Thursday, 14 January 2016

A Thought For The Day

It strikes me that one, in any discussion, has a choice: one can choose to be conciliatory, to try and be pleasant and try not to hurt anyone's little feelings...or one can stand for what one thinks.

If one chooses the first option, one might be popular...in the same way as whitewash is popular, or floral prints, or vanilla ice cream. It's the absence of any characteristic to which anyone might take offence. One might as well, in fact, not be in the discussion at all for what good it does.

There's just one little problem with the second choice: saying what one thinks always risks annoying, or hurting, or angering, someone or other. In fact, any principle worth defending will inevitably end up hurting, or angering, or at least annoying, someone or other. One might alienate friends or acquaintances or co workers or just somebody.

Sooner or later, if one has strong opinions, one might end up alienating everybody.

Well, so what?

One can be soothing and conciliatory, or one can be right. If one chooses to be soothing and conciliatory, one ends up, inevitably, supporting (if only by default) things that need to be stamped on, hard. There's no sitting on the fence on some things. Not when sitting on the fence means allowing psychopaths and imperialists to destroy nations and societies right in plain view, when not protesting, not making the truth heard, means letting the war criminals, capitalist vampires, and allied scum win by default.

Being vanilla means one either has no principles, or one is too cowardly to express them. Also, and for these ladies and gentlemen this is something they need to remember, one can never please everybody. One might be vanilla, day after day after day...and yet someday someone who prefers strawberry will blow a gasket. Sooner or later, even the most characterless, please-all glass of plain water will end up falling afoul of someone over something.

Meanwhile, if you stand for what is right, it won't stop being right even if you're the only person in the whole world who holds to that opinion. It may be a lonely position sometimes, but at least it's an intellectually honest one.
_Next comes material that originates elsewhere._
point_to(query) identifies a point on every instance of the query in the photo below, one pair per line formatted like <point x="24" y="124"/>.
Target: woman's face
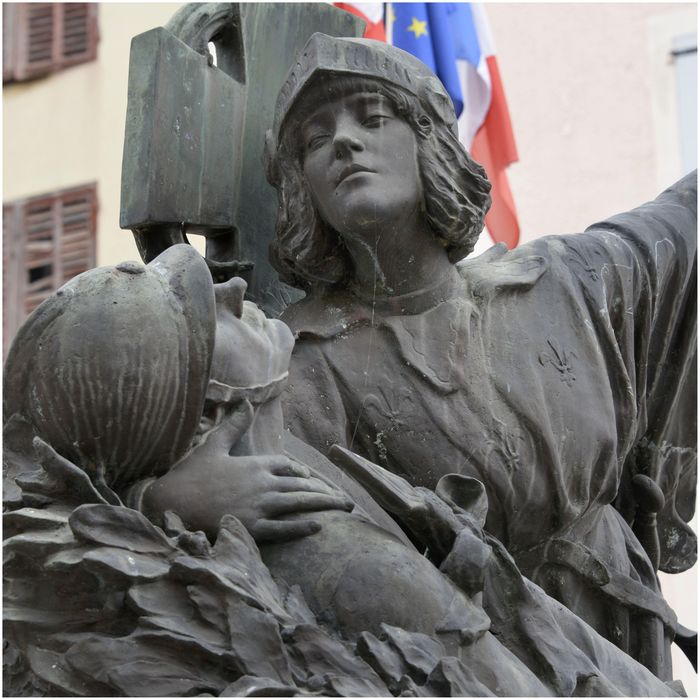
<point x="360" y="160"/>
Here I stand, and I can do no other.



2 comments:

  1. You need to be shouting the truth where more people can see it. Unfortunately, you are NOT Jessica Cutler. She got a job as an intern to a US Senator, and wrote an anonymous blog for 10 days, until the Senator figured out who was writing the anonymous blog and fired her. She immediately got a book contract (but I don't know how well the book sold, and it was just about the fact that the most powerful men in Washington will pay lots of money for sex with an intern, so the book wasn't going to change anything, except Ms Cutter's bank account).

    Few blogs get picked up the way Ms Cutter's was.

    I just hope you can get this stuff published somewhere. It desperately needs to be seen by many more people.

    MichaelWme

    ReplyDelete
  2. Some people are skillful enough to strongly state their principles in a way that is less likely to alienate their audience. It's not, I have found, an "either/or" situation. I have won more arguments by calm persuasive statements than I have by acerbic utterances.

    Likewise, when someone states his/her facts in a manner that is not condescending or heavy-handed, I am more likely to listen and change my mind.